Mark 12: 41-44 tells of Jesus and his disciples observing people donating money to the temple treasury. The same story appears in Luke.
Many rich people put in large sums.
A poor widow also came and put in two small coins worth a few cents.
Calling his disciples to himself, Jesus said to them,
“Amen, I say to you, this poor widow put in more
than all the other contributors to the treasury.
For they have all contributed from their surplus wealth,
but she, from her poverty, has contributed all she had,
her whole livelihood.”
Some people make a big show of contributing large sums of money at church or to the community. It almost appears like a competition to see who can be seen as the biggest contributor. Yet here, Jesus doesn’t care who gives the most money but who has sacrificed the most in giving.
This isn’t dissimilar to the debate over taxation. Some say a flat tax is fairer than a progressive tax, that everyone should pay the same rate.

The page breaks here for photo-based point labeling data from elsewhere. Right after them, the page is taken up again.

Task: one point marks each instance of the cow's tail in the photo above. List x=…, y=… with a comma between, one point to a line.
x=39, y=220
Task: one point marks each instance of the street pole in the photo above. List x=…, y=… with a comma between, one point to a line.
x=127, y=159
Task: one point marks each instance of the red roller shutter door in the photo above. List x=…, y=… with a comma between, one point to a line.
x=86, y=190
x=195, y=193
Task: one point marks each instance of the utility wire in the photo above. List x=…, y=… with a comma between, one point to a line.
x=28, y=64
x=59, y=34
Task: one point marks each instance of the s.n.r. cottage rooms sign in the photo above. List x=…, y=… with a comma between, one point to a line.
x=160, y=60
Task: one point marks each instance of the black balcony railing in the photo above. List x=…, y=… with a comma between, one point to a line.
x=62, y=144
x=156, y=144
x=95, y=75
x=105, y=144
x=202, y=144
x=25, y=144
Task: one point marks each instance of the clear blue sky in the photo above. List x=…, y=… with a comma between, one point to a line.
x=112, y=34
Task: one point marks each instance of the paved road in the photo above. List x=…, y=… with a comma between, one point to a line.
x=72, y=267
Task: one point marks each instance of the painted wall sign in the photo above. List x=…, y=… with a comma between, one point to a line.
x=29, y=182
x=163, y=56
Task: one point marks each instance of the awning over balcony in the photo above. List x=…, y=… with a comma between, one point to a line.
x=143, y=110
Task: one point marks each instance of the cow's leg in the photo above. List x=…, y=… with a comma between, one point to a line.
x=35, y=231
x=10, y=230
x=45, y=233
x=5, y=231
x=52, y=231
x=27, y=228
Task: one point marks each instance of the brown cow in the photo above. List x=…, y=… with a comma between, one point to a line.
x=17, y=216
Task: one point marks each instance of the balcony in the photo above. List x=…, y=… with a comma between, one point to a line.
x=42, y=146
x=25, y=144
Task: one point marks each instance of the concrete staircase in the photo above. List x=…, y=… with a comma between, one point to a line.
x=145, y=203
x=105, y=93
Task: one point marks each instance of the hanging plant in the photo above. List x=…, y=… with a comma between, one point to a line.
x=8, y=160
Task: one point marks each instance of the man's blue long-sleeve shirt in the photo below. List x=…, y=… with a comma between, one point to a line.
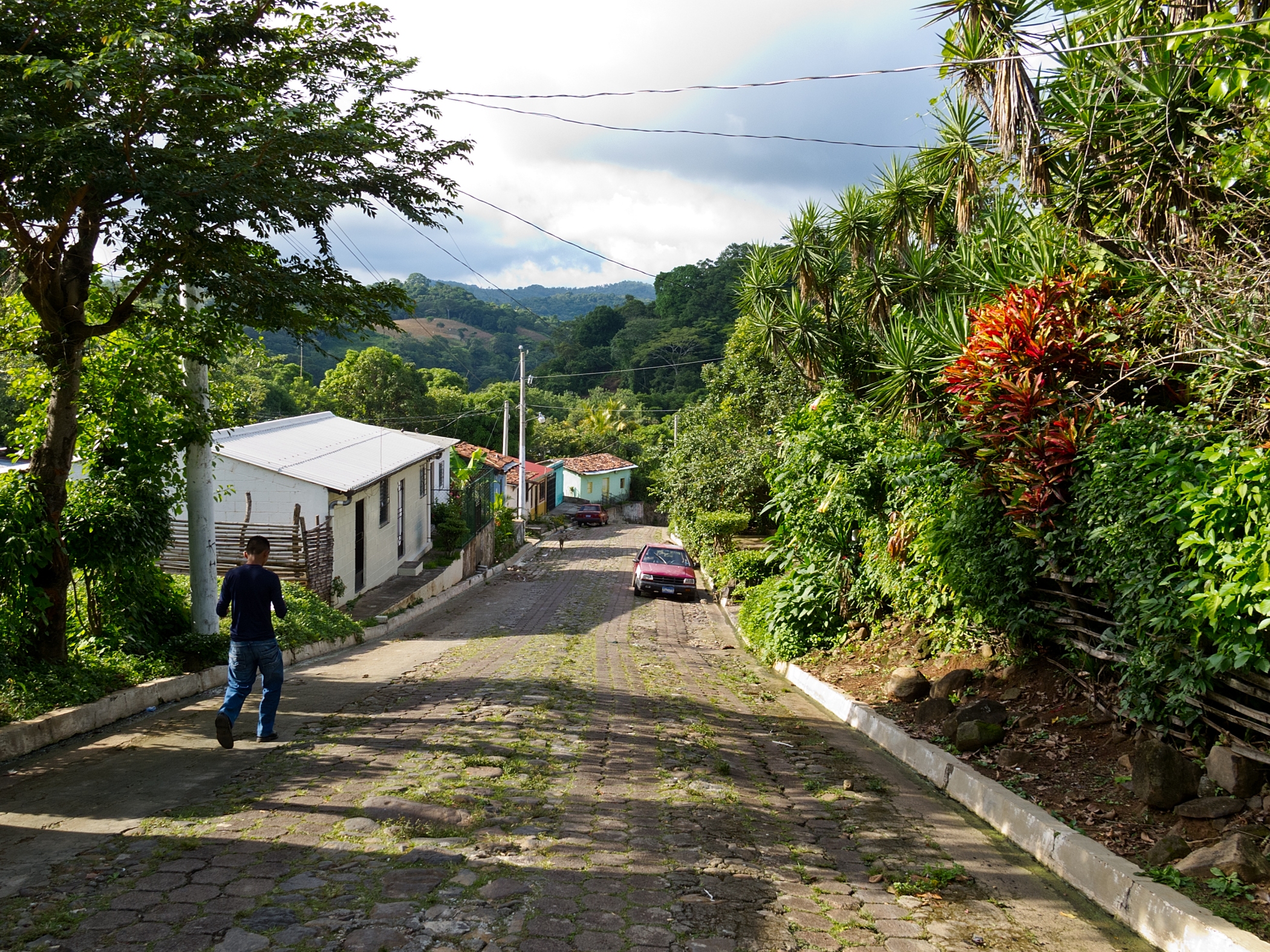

Yet Jesus would ask: Who is making the greater sacrifice, who is giving up more from their livelihood by paying the same rate? Everyone isn’t equal in resources.
As Jesus shows in this reading, true giving isn’t about who donates the most currency but who sacrifices the most in giving from what they have. Who is the true believer?
In the same way, those who are the most grateful are often those who have the least. Their hearts are not in their possessions for they have so few. Instead, their hearts are in their relationships and their hopes and dreams, their successes and their survivals. In poverty, even a little success is a like a triumph.
We can’t know why the widow gave all that she had at the temple. Jesus doesn’t tell us. But it’s very likely she was grateful for what little she had and was inspired to give back to God in thanksgiving. The rich, Jesus says, give of their surplus. They don’t know of desperation nor of neglect nor of want. They give table scraps after the dinner is over.
As you prepare for the upcoming holiday, remember that Thanksgiving is about giving thanks, not about gluttony. Most will have huge family feasts, but some will have little but their usual meal. Be joyful, but also be mindful: As Jesus has said often in the Gospels, those who are first shall come last, and those who are last shall come first. Are you grateful like the widow or are you grateful like the rich?